Adam left them to set about his errand. Ten to one the young man was at one of the clubs getting more heavily into debt. He had had an uncle on his father’s side who had the gambling fever and he knew what unbridled gambling could do to a family. They had lost their house and all their assets, and in the end the man had killed himself. Adam had been looking after his wife and daughter ever since. It was the innocent who suffered most in such circumstances. He didn’t want Sophie to have to endure anything like that, though how the fever could be cured he had no idea.
Deciding he would do better on foot, he left both horses at the livery stables and made for St James’s where most of the gentlemen’s clubs were situated. Teddy was not at any of them. Toby Moore had not seen him and he was as anxious for him to be found as anyone. ‘He owes me and I would have my money,’ he told Adam.
‘You’ve no idea where he might be?’
‘No, and so I told the filly when she came here.’
‘She came here?’ He could not keep the surprise from his voice.
‘Yes, dressed in her brother’s clothes and her hair pushed under one of his hats. Very fetching she looked, too.’
He was shocked. Were there no lengths to which she would not go? Everyone knew that ladies—real ladies—did not go to St James’s and certainly did not try to enter the clubs. Whatever had she hoped to achieve? He pulled himself together. ‘She was looking for her brother, no doubt.’
‘No, she came to plead with me to give him time to pay his debts.’
‘I doubt you agreed.’
‘On the contrary, I said I would waive them—for a consideration, of course. She declined.’
He could only guess what that consideration might be. The thought of it sent his mind in a furious whirl of frustrated anger. ‘What do you take her for, Captain? She is a lady born and bred...’
‘Ladies have been known to fall from grace.’
‘Leave her alone. She cannot help you recover your debt.’ He paused. ‘How much is it, by the way?’
‘Five thousand seven hundred and sixty guineas.’
‘You fleeced him.’
‘Yes, I did, didn’t I?’ He was smiling with satisfaction, which made Adam want to punch his face. Brawling was not permitted in the environs of the club or he might have given in to the urge. ‘But then he deserved it. He was instrumental in severing a very lucrative partnership with my friend, Lord Bolsover. It lost me thousands, that did, and cost his lordship his good looks.’
‘That has nothing to do with Miss Cavenhurst.’
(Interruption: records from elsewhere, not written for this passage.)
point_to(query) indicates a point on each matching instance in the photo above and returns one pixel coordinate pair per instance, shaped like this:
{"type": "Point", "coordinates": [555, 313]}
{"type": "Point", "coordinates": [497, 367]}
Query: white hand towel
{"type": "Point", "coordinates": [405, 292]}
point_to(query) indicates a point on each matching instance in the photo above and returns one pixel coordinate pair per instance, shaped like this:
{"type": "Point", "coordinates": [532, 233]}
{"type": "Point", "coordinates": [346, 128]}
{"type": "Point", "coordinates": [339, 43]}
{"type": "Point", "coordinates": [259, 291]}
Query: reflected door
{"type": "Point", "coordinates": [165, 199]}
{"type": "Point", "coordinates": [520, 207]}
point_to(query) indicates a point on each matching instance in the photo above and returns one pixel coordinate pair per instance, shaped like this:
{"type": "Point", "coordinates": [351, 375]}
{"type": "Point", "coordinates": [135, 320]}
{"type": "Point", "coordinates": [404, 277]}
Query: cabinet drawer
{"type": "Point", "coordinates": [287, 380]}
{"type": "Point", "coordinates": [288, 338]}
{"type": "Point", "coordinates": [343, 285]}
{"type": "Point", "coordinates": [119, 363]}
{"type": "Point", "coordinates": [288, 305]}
‘No, nor you, neither. I’ll thank you not to meddle in what don’t concern you.’
‘It does concern me.’
‘Oh-ho, that’s the way the wind blows, is it? I wonder what little Miss Malthouse will say to that.’
‘I will send a money order to your lodging tomorrow.’ His voice was clipped in an effort to remain civil. ‘Five thousand seven hundred and sixty guineas, I believe you said.’
‘Yes, but tomorrow it will have gone up another ten per cent. Interest, you know.’
That was extortionate, but he was not going to argue about it. ‘I will add another five hundred, but I shall require a receipt from you and an undertaking never to game with Mr Cavenhurst again. It would be better if you left town.’
‘I am not the only one. Teddy will soon find someone else to play with. There’s Reggie and Dick and Bertie Gorange. If you look in the betting book, you will find their wagers in there.’ He was grinning mischievously as Adam called for the betting book, which was brought swiftly to him by the manager.
He opened it and read: ‘Mr Edward Cavenhurst wagers one thousand guineas that Sir Reginald Swayle will not become affianced to Miss Sophie Cavenhurst before the end of July. Mr Cavenhurst undertakes not to try to influence her decision in any way.’ It was dated the first of May, well before Sophie came to London. Both men had signed it. There was another one relating to Richard Fanshawe and another with Lord Gorange.
He shut the book with a snap and handed it back. ‘How did that come about?’ he asked the manager.
‘They were playing cards and bemoaning their disappointment at being turned down. Each was sure they could make Miss Cavenhurst change her mind. They were making bets on it. It was then Mr Cavenhurst intervened to say his sister was too stubborn to change her mind and he would wager they would not succeed. They all took him up on it.’